Je pense que le jeu vidéo a un potentiel incroyable en tant que média, mais il n’est pas encore pleinement approuvé par le grand public. Ou plutôt, beaucoup de gens le savent, mais il y en a encore beaucoup d’autres qui n’ont aucune idée de ce qui peut être fait grâce au jeu vidéo. Pour moi, ce que Neil a fait en termes de narration et de dilemme moral, déjà évident dans le premier The Last of Us en particulier dans la finale, est très profond. Dans The Last of Us Part II, le dilemme moral est encore plus puissant, car le jeu, à un moment donné, permet de voir les choses d’un autre point de vue.

Quand mon fils a joué et qu’ils se sont retrouvés à la place d’Abby, il m’a dit qu’il la détestait, qu’il ne voulait pas jouer dans ses chaussures. Je lui ai dit d’être patient, car il comprendra ce choix. Et en fait, les jours suivants, j’ai vu que son attitude avait changé, car il voyait le mal d’un point de vue différent de celui initial. Je trouve cela très profond. En général, beaucoup d’autres choses peuvent être faites par le biais du jeu vidéo. L’un des principaux est certainement de pousser les gens à apprendre, comme la musique ou autre chose. Et je crois que ce que nous avons vu jusqu’à présent avec les jeux vidéo n’est rien de plus que le début de son potentiel.

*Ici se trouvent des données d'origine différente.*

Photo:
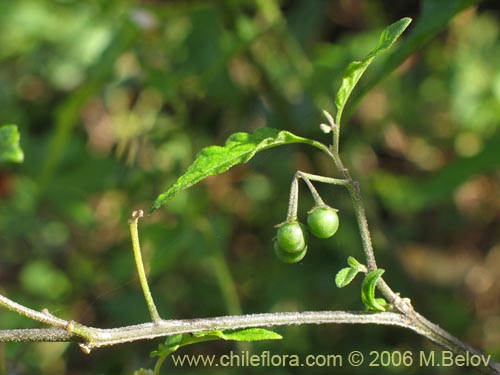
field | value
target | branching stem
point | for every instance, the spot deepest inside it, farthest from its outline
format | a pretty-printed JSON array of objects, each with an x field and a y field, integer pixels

Dans les parties orchestrales de la bande originale de The Last of Us Part 2, l’accent est mis sur des instruments tels que la clarinette basse et la contrebasse. Pourquoi cette évolution?

Ce n’est pas nécessairement une évolution. La contrebasse à six cordes est également présente dans les parties solistes, précisément pour donner des sons graves. Concernant la clarinette basse, c’est un instrument que j’adore et que j’ai vu de plus en plus utilisé ces dernières années. C’est un instrument qui a cinq octaves, donc une grande échelle de tonalité, et qui est très chaleureux. C’est différent du hautbois, que j’aime – comme tous les instruments – mais c’est plus neutre. La clarinette basse, par contre, se souvient de la flûte, elle est plus chaude, bref, elle donne de la couleur de différentes manières, et c’est pourquoi je l’apprécie.